I am enjoying working my way through the BBC Doctor Who audiobooks starting from a decade ago. This is a series of four loosely linked stories, two by one of my favourite Who writers (James Goss) and two by one of my least favourite (George Mann). The linking theme is a family called Winter who possess a card that summons the Doctor and the TARDIS, and is passed through the centuries. I may have missed something, but I didn’t think that the overarching theme was actually resolved, which subtracts from the narrative oomph. Also unfortunately the sequence is not related to Goss’ excellent Eleventh Doctor novel The Dead of Winter.
The Gods of Winter by James Goss, read by Claire Higgins (Ohila of Karn), starts with a little girl who has lost her cat and summons the Doctor to find it. We then gradually discover that there is more going on in the human space colony in conflict with the mysterious Golhearn. I don’t think it is a big spoiler to say that the second half of the story takes us several decades forward to a moment when the little girl is now one of her community’s leaders, in dire straits, and the Doctor exerts diplomatic skills to sort it all out. You can get The Gods of Winter here.
The House of Winter, by George Mann, read by David Schofield (Odin) surprised me in that I actually enjoyed it. Th premise is that the Doctor and Clara are stuck in a house with its creepy owner and two creepy servants, and a bunch of vampire moths. There is one classically awful Mann-ish bit of description: “His expression was serene, save for his eyes which were open and staring, peering up at her as if pleading for help” – so, not actually very serene at all. But apart from that it hung together very well. You can get The House of Winter here.

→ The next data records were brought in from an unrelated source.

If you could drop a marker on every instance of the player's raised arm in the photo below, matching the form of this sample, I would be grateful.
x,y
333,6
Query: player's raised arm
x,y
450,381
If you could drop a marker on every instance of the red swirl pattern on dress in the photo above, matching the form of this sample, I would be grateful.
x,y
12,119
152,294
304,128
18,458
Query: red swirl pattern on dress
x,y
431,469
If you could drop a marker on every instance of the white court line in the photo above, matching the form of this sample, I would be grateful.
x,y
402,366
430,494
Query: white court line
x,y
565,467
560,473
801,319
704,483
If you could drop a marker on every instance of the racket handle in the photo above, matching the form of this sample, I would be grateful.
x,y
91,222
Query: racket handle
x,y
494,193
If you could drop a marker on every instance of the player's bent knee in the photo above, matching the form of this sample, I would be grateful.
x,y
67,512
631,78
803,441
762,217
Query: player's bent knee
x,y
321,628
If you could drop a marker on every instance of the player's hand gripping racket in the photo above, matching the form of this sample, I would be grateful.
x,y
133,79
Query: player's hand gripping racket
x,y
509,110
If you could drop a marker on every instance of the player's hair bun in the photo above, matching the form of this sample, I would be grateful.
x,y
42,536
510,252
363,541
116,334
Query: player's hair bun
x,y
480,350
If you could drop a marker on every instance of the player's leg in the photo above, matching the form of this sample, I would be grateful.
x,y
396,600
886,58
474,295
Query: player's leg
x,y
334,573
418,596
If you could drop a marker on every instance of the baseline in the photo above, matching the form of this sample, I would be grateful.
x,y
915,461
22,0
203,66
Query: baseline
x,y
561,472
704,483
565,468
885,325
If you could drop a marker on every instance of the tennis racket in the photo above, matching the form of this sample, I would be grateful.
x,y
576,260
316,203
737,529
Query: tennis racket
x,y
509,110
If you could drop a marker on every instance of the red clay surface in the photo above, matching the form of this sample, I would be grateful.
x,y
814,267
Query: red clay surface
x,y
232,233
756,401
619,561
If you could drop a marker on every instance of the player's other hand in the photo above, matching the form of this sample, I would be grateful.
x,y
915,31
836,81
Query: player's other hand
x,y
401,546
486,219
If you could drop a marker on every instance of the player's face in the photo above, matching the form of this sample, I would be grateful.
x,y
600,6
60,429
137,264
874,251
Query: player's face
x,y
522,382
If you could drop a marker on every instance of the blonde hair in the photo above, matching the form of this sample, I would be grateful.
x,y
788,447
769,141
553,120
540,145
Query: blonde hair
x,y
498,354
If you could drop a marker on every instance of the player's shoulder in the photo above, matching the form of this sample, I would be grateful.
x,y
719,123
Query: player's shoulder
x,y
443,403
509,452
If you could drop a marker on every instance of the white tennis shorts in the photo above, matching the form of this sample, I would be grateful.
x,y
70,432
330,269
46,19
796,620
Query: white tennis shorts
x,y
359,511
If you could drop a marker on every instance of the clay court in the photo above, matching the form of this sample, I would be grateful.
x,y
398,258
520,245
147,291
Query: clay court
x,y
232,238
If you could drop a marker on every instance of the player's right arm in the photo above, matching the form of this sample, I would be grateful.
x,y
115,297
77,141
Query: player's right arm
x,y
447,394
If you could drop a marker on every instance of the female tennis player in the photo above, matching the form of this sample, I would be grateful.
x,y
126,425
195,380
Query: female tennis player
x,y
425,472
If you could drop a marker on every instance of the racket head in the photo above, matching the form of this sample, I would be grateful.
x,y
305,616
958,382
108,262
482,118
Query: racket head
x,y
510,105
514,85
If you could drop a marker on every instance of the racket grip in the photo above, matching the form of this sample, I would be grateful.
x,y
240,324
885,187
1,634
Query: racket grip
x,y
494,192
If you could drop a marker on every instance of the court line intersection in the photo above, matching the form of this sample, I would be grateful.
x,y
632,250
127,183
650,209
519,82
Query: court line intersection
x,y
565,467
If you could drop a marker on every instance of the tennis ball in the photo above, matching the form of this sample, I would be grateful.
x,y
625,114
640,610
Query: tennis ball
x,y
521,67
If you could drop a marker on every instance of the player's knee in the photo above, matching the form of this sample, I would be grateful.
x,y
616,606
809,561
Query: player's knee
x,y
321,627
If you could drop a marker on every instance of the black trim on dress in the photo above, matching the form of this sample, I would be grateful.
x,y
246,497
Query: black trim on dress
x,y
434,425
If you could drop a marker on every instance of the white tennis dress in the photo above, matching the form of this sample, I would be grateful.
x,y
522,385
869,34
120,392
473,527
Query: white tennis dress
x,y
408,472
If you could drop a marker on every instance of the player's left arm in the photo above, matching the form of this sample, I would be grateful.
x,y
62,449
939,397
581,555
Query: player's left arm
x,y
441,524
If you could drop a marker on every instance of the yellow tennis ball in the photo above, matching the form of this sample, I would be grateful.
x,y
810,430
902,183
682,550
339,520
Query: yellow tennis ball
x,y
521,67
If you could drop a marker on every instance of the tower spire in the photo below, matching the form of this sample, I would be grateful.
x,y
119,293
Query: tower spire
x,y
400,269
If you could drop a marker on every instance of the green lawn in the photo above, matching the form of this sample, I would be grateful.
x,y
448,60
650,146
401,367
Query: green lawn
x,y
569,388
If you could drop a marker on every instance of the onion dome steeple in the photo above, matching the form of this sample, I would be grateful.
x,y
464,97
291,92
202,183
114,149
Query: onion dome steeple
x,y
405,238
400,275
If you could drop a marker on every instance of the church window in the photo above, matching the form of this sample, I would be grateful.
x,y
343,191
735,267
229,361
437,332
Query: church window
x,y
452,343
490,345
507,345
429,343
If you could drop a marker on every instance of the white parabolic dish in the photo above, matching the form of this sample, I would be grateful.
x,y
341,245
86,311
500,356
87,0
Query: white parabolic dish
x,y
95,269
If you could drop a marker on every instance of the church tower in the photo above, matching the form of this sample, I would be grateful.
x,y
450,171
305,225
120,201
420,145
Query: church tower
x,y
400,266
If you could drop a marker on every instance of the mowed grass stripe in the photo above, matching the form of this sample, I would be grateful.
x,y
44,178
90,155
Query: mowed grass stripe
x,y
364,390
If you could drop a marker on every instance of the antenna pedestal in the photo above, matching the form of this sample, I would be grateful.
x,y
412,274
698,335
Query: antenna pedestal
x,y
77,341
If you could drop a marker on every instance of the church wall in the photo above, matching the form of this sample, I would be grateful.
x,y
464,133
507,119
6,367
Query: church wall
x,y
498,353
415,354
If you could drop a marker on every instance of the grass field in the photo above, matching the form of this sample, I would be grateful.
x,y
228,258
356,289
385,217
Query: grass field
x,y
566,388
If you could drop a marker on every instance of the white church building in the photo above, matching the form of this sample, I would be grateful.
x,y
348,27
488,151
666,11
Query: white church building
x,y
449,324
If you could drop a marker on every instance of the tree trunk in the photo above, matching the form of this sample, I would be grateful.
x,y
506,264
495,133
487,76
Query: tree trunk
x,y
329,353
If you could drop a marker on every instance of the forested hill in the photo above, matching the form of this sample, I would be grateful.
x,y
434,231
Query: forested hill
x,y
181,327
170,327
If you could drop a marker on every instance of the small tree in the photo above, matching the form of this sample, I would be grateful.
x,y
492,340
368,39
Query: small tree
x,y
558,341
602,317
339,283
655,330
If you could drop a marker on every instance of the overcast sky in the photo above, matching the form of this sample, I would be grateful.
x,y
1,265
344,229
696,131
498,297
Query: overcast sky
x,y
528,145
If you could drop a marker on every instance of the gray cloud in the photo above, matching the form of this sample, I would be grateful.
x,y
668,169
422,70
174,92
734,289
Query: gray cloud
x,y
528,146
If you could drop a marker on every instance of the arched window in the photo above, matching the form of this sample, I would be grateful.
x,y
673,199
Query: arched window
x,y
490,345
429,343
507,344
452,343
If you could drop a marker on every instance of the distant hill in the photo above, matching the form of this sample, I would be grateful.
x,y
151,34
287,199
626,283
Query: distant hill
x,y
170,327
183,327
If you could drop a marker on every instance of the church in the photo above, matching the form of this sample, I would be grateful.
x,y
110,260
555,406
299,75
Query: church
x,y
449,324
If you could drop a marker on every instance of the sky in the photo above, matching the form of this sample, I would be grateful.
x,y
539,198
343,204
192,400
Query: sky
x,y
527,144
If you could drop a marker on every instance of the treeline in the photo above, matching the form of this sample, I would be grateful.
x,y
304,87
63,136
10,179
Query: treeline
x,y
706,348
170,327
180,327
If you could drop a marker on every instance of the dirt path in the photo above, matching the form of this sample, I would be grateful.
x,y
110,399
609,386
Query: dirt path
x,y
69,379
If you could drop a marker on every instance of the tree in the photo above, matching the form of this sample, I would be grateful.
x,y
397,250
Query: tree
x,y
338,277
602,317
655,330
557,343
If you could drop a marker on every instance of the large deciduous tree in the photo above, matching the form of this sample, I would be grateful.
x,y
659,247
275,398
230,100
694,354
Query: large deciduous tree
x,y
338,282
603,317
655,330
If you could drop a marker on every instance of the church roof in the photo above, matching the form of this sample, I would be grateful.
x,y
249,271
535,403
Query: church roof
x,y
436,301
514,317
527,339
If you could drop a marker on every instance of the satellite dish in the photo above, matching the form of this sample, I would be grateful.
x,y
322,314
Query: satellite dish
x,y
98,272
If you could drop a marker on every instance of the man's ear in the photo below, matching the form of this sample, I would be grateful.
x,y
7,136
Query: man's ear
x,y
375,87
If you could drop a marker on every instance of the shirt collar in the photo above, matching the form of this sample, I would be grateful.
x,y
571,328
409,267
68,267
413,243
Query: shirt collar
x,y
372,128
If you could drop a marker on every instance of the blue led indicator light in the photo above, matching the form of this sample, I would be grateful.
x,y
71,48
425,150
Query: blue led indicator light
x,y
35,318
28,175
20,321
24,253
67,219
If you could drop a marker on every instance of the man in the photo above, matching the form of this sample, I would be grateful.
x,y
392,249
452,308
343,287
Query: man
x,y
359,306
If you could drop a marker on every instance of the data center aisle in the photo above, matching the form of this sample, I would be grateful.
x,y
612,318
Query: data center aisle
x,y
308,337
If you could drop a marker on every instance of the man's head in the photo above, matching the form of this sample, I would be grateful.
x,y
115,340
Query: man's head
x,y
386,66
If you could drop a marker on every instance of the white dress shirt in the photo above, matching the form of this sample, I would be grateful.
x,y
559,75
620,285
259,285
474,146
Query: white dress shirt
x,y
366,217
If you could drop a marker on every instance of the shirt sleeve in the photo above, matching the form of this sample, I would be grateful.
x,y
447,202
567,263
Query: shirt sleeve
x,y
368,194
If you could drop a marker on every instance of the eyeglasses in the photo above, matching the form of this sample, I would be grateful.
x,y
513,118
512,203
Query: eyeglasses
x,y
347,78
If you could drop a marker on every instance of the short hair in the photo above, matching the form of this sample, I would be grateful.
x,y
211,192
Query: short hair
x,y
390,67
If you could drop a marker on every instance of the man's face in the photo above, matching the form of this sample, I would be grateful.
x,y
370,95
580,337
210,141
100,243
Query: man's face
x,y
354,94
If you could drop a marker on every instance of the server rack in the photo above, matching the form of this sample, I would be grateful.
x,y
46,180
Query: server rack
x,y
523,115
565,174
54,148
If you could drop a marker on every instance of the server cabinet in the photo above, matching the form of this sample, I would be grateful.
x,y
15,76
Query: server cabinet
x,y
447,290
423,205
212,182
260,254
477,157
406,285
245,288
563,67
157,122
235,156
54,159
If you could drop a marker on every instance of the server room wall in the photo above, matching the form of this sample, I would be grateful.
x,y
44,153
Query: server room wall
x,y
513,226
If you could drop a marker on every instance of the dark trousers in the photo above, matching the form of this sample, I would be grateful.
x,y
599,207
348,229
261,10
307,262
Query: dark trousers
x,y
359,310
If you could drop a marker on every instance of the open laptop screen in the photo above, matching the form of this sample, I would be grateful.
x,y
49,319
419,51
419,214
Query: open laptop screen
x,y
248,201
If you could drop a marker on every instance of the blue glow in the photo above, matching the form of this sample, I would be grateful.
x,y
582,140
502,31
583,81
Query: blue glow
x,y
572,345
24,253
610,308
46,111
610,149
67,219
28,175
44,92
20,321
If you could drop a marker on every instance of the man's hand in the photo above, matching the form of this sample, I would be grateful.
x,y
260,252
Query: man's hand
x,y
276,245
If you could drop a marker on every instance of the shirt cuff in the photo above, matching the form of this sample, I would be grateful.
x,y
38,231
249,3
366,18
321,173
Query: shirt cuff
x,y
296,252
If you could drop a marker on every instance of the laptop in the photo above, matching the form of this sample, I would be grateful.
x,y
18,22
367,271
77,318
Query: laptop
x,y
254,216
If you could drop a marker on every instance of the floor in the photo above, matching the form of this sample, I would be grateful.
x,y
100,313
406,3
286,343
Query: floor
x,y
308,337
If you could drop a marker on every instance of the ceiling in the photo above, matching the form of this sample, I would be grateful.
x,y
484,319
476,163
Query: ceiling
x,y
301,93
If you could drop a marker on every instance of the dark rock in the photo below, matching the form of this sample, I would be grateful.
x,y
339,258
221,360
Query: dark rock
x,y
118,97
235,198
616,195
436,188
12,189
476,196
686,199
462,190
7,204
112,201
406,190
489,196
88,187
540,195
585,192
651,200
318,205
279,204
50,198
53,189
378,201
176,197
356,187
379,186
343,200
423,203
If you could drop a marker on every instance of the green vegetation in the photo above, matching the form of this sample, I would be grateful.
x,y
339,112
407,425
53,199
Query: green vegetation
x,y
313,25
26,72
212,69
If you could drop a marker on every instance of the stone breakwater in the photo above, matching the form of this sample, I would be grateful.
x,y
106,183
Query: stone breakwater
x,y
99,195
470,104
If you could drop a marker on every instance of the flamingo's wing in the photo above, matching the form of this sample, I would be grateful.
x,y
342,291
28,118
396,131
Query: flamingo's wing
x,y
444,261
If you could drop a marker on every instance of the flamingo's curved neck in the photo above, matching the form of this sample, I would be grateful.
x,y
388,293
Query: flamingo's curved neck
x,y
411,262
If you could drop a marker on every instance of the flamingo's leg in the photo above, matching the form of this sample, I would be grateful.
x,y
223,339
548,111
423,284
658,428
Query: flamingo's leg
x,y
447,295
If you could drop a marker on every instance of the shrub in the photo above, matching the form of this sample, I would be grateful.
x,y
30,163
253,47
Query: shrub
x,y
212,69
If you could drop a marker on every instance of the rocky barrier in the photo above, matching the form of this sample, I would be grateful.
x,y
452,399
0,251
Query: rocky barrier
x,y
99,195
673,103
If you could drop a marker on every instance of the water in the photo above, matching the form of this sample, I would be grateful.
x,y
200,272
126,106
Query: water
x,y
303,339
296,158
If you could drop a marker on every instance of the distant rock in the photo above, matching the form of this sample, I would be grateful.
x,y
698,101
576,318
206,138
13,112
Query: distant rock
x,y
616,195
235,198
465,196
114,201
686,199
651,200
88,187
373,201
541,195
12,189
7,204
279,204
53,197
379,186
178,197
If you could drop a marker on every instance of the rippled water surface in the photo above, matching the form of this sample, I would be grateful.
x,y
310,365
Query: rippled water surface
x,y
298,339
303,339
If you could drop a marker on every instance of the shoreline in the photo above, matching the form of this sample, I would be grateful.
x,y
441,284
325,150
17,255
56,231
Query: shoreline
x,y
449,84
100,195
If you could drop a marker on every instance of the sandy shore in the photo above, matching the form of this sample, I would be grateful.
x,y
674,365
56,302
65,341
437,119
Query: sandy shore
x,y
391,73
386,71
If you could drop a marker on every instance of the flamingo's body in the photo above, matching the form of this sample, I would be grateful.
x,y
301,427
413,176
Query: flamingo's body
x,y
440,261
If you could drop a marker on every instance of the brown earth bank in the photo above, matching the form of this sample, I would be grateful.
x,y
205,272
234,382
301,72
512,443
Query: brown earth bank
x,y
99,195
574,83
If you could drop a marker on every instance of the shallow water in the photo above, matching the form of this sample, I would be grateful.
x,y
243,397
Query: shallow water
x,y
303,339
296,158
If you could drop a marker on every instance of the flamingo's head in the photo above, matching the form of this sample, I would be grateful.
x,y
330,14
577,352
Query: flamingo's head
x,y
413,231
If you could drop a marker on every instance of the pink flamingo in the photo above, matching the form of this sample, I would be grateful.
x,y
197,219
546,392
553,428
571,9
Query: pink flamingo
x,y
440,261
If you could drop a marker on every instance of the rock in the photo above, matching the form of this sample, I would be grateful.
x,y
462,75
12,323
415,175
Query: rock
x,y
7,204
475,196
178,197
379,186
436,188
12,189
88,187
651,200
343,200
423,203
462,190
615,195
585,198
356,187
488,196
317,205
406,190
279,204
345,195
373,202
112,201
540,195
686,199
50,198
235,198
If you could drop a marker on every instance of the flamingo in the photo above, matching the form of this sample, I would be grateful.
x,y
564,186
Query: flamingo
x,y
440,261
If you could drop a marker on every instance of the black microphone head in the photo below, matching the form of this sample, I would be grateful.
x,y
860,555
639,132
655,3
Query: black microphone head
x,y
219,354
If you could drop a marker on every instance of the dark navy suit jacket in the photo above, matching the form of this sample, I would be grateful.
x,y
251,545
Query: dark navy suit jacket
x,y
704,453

The Sins of Winter, by James Goss, read by Robin Soans (Luvic in The Keeper of Traken and the Chronolock guy in Face the Raven), is the best of these (and the fact that the linking between the four is weak means that you can get this without having to worry about the other three). Shadrak Winter, the High Cardinal of the Cult of the Prime Self, summons the TARDIS to his space cathedral which is infested by the sluglike Sinful, who love feasting on people’s past sins. The Doctor has plenty of these to go on, leaving Clara to save the day. It’s a theme that has been used before and since i Doctor Who, but executed very well here. I see that fan opinion is divided on this one, but I’m on the positive side. You can get The Sins of Winter here.
The Memory of Winter, by George Mann, read by Jemma Redgrave (who is the best reader of all of these) takes the Doctor and Clara to fifteenth-century France for an adventure with Joan of Arc. There is Time Lord knowledge turning up in the wrong place and giving poor Joan the impression of hearing voices. I thought the story was well enough done, but it doesn’t really tie into the historical events around Joan at all and doesn’t resolve the linking mystery of the series. You can get The Memory of Winter here.